Suppose the two numbers are \( x \) and \( y \), and their ratio is \( r_1 : r_2 \), with the highest common factor \( \text{HCF} \) given.
Assume the two numbers can be expressed as: \( x = k \cdot r_1, \quad y = k \cdot r_2 \) Here, \( k \) is a proportional coefficient.

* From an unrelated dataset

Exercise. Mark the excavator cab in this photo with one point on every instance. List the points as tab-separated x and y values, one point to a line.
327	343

The ratio between the numbers is \( r_1 : r_2 \).
Since \( \text{HCF}(x, y) = k \cdot \text{HCF}(r_1, r_2) \), the proportional coefficient \( k \) can be calculated as: \( k = \frac{\text{HCF}}{\text{HCF}(r_1, r_2)} \)
Substitute \( k \) into the expressions for \( x \) and \( y \): \( x = k \times r_1 \) \( y = k \times r_2 \)
Solution:
1. Compute the HCF:
\( \text{HCF}(11, 15) = 1 \)
2. Compute the proportional coefficient \( k \):
\( k = \frac{13}{1} = 13 \)
3. Substitute \( k \) into the formulas for \( x \) and \( y \):
\( x = 13 \times 11 = 143 \)
\( y = 13 \times 15 = 195 \)
Result: The two numbers are 143 and 195.
Solution:
1. Compute the HCF:
\(\text{HCF}(3, 4) = 1 \)
2. Compute the proportional coefficient \( k \):
\( k = \frac{15}{1} = 15 \)
3. Substitute \( k \) into the formulas for \( x \) and \( y \):
\( x = 15 \times 3 = 45 \)
\( y = 15 \times 4 = 60 \)
Result: The two numbers are 45 and 60.